An expat's prints cut to the core
The AIC honors Elizabeth Catlett


For the first time since the 1940s, Elizabeth Catlett returned to Chicago in November. In town to accept the first Legends and Legacy Award presented by the Art Institute, which recently acquired five new Catlett prints, the expat artist spoke to a packed house at the ceremony .
"In the paintings I'd seen of black women, they were either exotic, or they were waiting on someone," she told the crowd. "Where were the heroic women I knew in Harlem? The ones who were working and bringing up kids?"
Born in our nation's capital in 1915, Catlett grew up listening to her grandmother's accounts of slavery and her mother's stories of anguish in the slums of D.C. Catlett attended Howard University, where she studied with some of the legends of African-American art: James Lesesne Wells, James Porter and James Herring, to name a few. From there, Catlett taught for two years in the public schools of Durham, North Carolina, where she worked with future Supreme Court Justice Thurgood Marshall to gain equal pay for black teachers. Next, she was off to the University of Iowa for graduate studies.

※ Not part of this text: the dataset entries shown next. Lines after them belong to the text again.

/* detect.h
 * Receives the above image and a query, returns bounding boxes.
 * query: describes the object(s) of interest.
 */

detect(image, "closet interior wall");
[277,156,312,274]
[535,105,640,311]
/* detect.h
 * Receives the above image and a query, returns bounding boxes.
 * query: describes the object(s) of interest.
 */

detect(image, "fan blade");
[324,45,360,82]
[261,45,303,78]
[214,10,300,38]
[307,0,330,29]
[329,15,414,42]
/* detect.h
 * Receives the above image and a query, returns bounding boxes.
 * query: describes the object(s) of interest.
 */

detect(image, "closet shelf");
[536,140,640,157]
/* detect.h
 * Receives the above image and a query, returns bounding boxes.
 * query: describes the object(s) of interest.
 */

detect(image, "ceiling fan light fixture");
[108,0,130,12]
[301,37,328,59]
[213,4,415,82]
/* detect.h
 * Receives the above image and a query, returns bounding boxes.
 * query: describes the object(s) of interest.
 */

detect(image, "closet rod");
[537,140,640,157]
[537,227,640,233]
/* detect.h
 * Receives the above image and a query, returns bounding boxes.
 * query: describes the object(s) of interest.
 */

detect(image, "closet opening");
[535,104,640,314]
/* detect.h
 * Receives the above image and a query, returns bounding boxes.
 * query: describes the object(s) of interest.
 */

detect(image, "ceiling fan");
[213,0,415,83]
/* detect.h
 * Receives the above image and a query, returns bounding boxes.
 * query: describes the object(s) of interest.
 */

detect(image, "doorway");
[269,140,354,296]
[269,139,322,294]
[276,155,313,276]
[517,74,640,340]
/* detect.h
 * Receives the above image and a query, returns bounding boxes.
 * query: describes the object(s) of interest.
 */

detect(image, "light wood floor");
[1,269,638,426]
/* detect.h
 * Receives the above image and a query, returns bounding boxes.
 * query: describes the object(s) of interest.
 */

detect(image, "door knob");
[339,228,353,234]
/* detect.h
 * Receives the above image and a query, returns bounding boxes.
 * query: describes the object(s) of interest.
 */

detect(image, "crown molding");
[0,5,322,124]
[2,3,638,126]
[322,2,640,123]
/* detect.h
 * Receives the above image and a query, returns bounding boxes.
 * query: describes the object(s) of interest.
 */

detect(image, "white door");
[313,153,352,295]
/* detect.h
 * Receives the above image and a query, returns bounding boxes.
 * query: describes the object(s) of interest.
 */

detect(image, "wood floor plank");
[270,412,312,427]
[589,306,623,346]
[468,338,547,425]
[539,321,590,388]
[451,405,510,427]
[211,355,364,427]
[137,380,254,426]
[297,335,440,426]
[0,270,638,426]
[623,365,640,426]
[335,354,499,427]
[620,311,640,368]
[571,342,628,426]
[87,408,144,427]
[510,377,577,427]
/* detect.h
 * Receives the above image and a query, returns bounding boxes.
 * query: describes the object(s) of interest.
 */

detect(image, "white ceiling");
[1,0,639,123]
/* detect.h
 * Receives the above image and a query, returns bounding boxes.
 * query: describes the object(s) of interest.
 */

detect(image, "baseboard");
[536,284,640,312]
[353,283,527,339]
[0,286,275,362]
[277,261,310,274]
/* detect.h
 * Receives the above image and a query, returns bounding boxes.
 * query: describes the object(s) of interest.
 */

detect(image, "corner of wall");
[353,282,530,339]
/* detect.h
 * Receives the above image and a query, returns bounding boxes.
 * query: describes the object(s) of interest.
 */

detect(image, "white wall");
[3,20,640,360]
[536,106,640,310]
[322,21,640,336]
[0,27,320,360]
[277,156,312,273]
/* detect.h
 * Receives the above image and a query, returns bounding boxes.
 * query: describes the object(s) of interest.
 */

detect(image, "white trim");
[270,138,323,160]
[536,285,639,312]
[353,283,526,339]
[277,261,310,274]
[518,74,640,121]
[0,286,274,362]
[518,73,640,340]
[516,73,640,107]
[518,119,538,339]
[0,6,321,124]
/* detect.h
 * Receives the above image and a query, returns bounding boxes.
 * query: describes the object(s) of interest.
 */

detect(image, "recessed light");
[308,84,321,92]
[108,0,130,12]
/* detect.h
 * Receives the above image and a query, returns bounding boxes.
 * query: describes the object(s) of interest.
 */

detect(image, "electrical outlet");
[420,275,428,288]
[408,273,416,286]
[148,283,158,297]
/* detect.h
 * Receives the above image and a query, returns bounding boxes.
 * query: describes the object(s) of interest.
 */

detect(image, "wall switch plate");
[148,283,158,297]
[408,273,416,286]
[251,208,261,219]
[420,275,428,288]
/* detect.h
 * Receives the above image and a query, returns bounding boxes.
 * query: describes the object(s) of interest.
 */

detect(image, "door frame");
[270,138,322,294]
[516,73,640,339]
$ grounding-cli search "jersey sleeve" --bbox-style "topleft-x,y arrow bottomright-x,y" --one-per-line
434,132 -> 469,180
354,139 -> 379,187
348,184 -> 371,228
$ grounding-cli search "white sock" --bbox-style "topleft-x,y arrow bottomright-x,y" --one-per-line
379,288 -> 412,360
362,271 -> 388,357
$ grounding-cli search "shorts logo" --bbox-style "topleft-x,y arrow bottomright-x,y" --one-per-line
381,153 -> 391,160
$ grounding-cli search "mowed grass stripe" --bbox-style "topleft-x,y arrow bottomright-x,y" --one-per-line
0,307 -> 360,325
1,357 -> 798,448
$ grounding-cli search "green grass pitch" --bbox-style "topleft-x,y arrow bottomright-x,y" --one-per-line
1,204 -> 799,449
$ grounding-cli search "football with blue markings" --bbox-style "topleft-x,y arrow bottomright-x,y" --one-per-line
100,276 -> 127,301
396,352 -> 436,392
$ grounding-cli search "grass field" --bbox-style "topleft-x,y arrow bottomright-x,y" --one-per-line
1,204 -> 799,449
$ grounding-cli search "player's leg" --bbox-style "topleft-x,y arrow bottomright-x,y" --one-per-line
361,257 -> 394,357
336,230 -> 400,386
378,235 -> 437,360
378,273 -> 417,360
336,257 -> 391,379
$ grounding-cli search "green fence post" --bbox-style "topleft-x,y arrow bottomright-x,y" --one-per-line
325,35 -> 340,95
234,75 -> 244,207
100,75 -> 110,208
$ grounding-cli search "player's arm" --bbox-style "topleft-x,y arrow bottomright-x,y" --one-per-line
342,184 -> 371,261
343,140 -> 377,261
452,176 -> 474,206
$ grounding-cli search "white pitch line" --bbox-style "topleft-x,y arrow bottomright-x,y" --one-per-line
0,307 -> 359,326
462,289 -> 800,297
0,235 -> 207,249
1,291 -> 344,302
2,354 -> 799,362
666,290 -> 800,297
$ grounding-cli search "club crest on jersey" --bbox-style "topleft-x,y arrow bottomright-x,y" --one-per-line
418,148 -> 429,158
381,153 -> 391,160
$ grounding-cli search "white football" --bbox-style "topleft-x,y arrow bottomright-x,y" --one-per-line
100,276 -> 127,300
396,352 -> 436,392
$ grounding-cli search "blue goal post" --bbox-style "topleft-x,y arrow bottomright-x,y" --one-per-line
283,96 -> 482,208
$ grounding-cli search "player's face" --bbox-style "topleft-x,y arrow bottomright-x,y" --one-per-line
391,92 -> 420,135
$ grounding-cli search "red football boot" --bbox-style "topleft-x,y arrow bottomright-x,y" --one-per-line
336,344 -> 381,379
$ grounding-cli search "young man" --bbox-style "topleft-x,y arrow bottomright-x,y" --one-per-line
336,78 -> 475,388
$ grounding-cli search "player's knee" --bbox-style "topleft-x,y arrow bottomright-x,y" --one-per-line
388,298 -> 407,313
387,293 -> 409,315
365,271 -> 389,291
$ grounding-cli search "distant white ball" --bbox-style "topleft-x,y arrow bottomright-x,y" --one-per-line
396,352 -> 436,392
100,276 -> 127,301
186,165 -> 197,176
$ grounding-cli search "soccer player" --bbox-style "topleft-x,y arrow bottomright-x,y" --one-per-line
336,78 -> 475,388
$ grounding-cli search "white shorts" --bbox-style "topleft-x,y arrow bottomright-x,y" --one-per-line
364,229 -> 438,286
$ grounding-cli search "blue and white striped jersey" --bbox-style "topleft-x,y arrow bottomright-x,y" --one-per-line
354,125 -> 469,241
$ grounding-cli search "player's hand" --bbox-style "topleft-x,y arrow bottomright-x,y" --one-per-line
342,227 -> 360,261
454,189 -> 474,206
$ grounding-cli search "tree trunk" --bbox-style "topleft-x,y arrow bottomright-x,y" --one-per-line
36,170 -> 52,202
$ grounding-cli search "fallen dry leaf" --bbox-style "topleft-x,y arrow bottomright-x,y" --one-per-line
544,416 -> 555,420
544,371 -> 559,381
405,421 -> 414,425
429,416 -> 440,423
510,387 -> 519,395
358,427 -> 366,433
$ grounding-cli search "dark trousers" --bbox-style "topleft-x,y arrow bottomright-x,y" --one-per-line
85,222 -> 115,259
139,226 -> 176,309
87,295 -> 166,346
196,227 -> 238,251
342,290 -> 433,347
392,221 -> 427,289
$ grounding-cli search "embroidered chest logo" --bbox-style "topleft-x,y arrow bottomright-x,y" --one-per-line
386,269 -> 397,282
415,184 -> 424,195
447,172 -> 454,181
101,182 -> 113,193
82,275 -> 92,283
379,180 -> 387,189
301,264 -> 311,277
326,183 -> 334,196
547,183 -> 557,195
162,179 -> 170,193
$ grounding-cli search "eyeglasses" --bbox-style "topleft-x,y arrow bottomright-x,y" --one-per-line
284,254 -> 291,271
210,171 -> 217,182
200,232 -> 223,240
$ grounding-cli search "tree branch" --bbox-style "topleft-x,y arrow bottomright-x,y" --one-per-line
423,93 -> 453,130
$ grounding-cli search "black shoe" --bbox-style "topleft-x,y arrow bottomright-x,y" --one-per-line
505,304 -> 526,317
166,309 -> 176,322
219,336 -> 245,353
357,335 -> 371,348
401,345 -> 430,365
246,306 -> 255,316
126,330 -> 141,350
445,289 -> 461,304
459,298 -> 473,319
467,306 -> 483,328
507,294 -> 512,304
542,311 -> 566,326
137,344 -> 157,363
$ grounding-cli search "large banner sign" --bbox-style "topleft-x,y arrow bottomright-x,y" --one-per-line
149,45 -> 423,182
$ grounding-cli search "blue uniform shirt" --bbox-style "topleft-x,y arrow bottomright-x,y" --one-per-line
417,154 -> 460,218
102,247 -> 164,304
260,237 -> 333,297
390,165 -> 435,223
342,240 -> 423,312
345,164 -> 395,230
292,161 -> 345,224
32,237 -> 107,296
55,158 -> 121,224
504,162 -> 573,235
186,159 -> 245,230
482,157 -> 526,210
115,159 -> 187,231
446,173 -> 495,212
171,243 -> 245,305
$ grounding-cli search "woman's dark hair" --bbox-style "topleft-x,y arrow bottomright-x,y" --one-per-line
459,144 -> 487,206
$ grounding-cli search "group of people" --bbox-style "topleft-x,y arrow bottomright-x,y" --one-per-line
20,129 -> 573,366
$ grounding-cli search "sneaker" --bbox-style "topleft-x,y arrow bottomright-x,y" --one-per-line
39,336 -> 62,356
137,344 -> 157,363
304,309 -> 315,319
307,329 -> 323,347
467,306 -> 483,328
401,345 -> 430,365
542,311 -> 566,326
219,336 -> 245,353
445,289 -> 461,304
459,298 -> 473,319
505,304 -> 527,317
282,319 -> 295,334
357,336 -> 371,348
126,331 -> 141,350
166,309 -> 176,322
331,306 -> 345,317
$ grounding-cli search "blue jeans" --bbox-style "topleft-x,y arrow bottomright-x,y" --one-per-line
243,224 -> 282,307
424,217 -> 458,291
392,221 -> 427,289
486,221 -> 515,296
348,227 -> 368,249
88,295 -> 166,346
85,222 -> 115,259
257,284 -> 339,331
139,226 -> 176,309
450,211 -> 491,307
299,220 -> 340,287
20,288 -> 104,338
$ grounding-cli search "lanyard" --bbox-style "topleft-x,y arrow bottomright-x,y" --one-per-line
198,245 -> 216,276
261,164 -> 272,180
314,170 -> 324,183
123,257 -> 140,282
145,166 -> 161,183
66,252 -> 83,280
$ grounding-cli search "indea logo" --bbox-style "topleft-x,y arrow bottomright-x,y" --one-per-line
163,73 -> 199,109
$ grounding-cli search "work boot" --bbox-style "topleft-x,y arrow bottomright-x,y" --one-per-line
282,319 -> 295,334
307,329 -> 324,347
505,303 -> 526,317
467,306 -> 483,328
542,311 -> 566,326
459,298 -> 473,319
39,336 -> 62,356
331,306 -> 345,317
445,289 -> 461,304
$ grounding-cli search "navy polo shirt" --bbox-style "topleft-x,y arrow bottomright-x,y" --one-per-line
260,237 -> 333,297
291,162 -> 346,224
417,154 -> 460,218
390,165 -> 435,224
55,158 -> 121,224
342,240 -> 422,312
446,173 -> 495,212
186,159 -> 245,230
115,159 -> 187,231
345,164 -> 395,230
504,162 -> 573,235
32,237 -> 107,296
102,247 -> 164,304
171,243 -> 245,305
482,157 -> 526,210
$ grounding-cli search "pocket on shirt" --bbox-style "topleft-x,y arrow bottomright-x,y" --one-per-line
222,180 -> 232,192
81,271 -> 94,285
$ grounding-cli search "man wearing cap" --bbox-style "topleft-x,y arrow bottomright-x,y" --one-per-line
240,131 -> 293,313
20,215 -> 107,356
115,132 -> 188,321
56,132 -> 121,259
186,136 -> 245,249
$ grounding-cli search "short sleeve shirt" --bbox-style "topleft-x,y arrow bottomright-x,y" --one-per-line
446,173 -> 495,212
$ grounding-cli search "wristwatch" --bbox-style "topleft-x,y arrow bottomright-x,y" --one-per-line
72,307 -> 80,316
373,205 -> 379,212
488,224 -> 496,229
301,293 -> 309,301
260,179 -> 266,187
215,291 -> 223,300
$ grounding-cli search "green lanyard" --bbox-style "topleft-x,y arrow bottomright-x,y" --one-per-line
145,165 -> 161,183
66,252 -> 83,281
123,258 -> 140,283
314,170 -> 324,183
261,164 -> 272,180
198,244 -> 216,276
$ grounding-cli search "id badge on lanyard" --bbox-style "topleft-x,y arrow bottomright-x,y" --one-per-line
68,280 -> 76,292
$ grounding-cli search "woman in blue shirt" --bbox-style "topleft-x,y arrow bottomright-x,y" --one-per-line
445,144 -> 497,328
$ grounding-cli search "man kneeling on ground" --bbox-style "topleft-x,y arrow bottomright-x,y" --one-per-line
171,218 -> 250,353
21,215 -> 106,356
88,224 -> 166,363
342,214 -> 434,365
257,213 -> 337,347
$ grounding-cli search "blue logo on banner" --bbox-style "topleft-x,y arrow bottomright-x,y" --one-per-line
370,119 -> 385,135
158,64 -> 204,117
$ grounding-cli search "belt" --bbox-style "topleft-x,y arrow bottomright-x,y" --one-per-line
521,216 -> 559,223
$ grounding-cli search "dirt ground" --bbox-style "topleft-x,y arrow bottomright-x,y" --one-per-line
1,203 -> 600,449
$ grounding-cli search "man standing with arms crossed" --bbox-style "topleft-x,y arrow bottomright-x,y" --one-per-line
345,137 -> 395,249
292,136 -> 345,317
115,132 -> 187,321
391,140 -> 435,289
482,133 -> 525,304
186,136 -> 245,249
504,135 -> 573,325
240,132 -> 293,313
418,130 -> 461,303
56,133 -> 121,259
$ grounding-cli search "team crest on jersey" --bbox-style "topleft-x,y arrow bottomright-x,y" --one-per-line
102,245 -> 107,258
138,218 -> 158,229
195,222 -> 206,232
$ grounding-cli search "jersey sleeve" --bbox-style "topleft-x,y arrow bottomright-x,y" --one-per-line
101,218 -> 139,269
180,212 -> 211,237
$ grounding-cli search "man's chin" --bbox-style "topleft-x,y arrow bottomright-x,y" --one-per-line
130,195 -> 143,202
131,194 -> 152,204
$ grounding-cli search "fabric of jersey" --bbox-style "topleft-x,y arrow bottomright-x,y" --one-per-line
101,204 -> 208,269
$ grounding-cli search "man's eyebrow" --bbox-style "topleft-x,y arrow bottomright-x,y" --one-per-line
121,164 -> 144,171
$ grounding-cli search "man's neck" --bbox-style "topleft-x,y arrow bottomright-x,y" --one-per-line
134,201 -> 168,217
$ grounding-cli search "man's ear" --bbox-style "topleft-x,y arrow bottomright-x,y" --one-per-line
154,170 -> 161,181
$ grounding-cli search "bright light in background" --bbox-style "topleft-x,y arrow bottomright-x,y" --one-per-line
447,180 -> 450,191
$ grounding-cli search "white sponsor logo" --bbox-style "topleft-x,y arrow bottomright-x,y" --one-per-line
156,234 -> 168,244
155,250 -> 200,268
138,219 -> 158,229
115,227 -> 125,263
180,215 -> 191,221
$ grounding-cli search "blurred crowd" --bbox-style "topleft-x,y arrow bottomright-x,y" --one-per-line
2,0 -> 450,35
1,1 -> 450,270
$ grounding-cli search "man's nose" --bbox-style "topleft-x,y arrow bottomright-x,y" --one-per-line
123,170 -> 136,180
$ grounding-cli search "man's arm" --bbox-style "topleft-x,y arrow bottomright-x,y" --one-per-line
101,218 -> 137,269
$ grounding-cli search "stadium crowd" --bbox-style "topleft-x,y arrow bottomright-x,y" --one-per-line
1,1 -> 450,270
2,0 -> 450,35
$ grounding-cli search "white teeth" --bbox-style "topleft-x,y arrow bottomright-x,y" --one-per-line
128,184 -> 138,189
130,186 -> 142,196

"I'd never been around white people ever in my life," Catlett recalled.
One of two black students at Iowa, Catlett studied with Grant Wood who, aside from teaching her meticulous artistic processes, implored her to make art about that which she knew best. Catlett spent the summer of 1941 studying ceramics at the School of the Art Institute of Chicago, and lithography at the South Side Community Art Center, which was becoming the hub of the city's booming community of black artists.
In 1946, she received a Rosenwald Fellowship, which allowed her to travel to Mexico to work at the Taller de Grafica Popular (TGP) on what would become her best-known work: a series of 15 linoleum cuts titled The Negro Woman. In the series, three of which are on display, Catlett tells a story of strength through adversity using the first person. "I am the Negro Woman," reads the small handwriting on the bottom of the first image, a close-cropped linocut. "I have always worked hard in America" reveals the thankless work of those whose lives are spent in service of others. "In Harriet Tubman I helped hundreds to freedom" gives us an image of a larger-than-life Tubman, heroically pointing the way to a brighter future. Special Houses is a brooding image of two women outside what appears to be tenement housing.
The images Catlett produced at the TGP owe much to the Mexican muralist tradition. However, her relationship with the group would prove problematic as the TGP was labeled a "communist front organization" by the U.S., and she was barred from entering the States. Ironically, it was later the threat of deportation that led to her application for Mexican citizenship.
After considerable effort, Catlett was granted a visa to attend the opening of her solo show in Harlem in 1971. Inspired by the climate of black empowerment at the time, she renamed her famous series of linocuts, I Am the Black Woman.
Art scholar Melanie Anne Herzog writes in her biography of Catlett: "Informed by her transnational perspective, her prints from this period—now including serigraphs and monoprints—manifest the affinity Catlett felt for the Black Arts Movement's visual expression of black identity, pride in African ancestry, and the revolutionary promise of Black Power." This is not work that one typically finds at "the 'tute."
Does this long-overdue recognition for the 90-year-old Catlett mark a new era for the Eurocentric Art Institute of Chicago? Throughout the 20th century, its school has been the training ground for many of the nation's most revered black artists, yet they've been underrepresented by the museum. In the years to come, we're hoping not to look back on this tribute as tokenism, but as the beginning of a new era for Chicago's great museum.
"Elizabeth Catlett: In the Image of the People" is at the Art Institute through April 23.